Resolved: What are the units of salary?
If Salary (as most of us think about it) is a rate, then these are $/year and to get the amount spent you need to multiply that by the number of years.
If the salary is just $s then it is a lump sum of money made during that period of time and then no need to do anything but sum.
The first interpretation is how I interpreted the problem. But, I also noticed that 81,635 emp_no's had `Year(to_dates) = '9999'`, I figured those people were still working there.
So I created a field that calculated the number of years each person worked at a particular salary using the `datediff()/365` function, and then also created a case for those who are still working there to have to_dates equal to today's date. After that I could then sum my new collumn WHERE from_date > '1997-01-01' because the question wanted the money spent on contracts made after the start of 1997. This gave me about 153 Billion dollars, but then I got to thinking that maybe we also wanted to know about the people that started before 1997 but were still working after that time, so I created an other case to only count the time in a contract after 1997 and found that the company spent between 2 and 3 Billion dollars on those contracts. That means from the begining of 1997 to today this company spent approimately 155 Billion dollars on employee contracts.
SELECT
SUM(salary*years_at_salary)
FROM
(SELECT
*,
CASE
# in this case the employee started working after 1997 and is still working there
WHEN YEAR(to_date) > '2023' AND from_date >= '1997-01-01'
THEN DATEDIFF('2023-11-08', from_date) / 365
# in this case the employee is still working there but started before 1997
WHEN YEAR(to_date) > '2023' AND from_date < '1997-01-01'
THEN DATEDIFF('2023-11-08', '1997-01-01') / 365
# in this case the employee is no longer working there but started
# before 1997
WHEN from_date < '1997-01-01'
THEN DATEDIFF(to_date, '1997-01-01') / 365
#in this case the person is working in the correct window
ELSE DATEDIFF(to_date, from_date) / 365
END AS years_at_salary
FROM
salaries
# only consider dates where the end date falls in the correct time period
WHERE to_date > '1997-01-01') salaries_ext;
I am hoping that someone will look at this and see if I made an error in my thought process or if they see I did some calculation incorrectly.
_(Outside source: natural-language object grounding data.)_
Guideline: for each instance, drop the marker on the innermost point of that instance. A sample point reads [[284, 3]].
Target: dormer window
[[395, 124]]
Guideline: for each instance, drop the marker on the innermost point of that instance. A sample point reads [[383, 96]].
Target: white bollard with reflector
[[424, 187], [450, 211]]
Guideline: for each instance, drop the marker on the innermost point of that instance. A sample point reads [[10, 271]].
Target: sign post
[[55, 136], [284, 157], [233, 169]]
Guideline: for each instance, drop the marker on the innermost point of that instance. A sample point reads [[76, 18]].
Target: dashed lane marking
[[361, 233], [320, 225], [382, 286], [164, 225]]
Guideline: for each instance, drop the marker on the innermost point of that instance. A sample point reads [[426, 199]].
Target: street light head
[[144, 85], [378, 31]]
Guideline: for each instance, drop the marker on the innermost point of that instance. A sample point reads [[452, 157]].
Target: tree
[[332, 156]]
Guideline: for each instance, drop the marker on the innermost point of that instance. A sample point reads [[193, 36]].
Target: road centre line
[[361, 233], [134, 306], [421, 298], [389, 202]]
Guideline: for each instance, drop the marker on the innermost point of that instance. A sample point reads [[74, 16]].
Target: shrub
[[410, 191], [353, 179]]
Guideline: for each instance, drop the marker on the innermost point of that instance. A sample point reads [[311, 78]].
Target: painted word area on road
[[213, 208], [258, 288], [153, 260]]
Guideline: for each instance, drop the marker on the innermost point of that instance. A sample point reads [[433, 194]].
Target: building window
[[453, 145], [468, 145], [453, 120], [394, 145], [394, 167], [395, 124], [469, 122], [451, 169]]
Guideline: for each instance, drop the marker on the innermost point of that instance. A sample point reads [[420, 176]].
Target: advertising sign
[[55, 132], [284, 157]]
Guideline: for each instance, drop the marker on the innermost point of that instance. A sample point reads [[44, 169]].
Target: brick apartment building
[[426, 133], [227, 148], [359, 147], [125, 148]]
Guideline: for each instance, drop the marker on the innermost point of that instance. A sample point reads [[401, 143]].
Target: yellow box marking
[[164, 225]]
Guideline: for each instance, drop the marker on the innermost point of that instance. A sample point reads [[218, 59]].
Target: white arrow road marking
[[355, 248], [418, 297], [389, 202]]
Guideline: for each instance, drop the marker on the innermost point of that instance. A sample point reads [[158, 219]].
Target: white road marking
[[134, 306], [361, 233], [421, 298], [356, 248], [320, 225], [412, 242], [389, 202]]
I know that by dividing by 365 there are leap year issues, but I figured that since I was rounding to the nearest billion in my report that it wouldn't matter.
Also, It would be nice to have meta data to go along with the schema so that the units could be interpreted. And then also people to talk to about the ambiguities of the question.
Thanks in advance for any feed back.
Hi Sarah!
Thanks for reaching out.
The SQL code you've provided seems like a well-thought-out approach to calculate the total amount spent on employee salaries from the start of 1997 to the present day, considering different scenarios for employees who joined before and after 1997 and those still employed.Here's a review of the thought process and the SQL code:
Interpretation of Salary as a Rate: You've correctly treated salary as a rate (dollars per year) to calculate the total amount paid to each employee by multiplying the annual salary rate by the number of years they have been paid that salary.
Handling Current Employees: For employees still working there (indicated by a to_date of '9999'), you've adapted the to_date to today's date, which is a common practice for handling current employees in salary calculations.
Timeframe Adjustment: You've set up cases to ensure that only the salary paid after the start of 1997 is calculated, which aligns with the question's requirement. This also correctly includes salaries for those who started before 1997 but were still working after that date.
Calculation of Years at Salary: You've used DATEDIFF() divided by 365 to calculate the number of years at a salary. While this method doesn't account for leap years, as you've stated, the rounding to the nearest billion dollars likely absorbs this discrepancy, making it insignificant in terms of the total amount calculation.
Potential Improvements and Considerations:
Leap Year Handling: To improve accuracy, you might consider calculating the exact number of days worked and then converting this to years by dividing by 365.25 instead, which averages the additional day provided by leap years over four years.
Clarity on to_date Handling for Past Employees: The code snippet assumes that the to_date for past employees is accurate and doesn't need adjustment. It's important to ensure that this assumption holds true in the actual dataset.
Data Validation: It's always good practice to validate some of your calculated salary years and totals against known data points or manually calculated samples to ensure the logic is functioning as expected.
Hope this helps.
Best,
Tsvetelin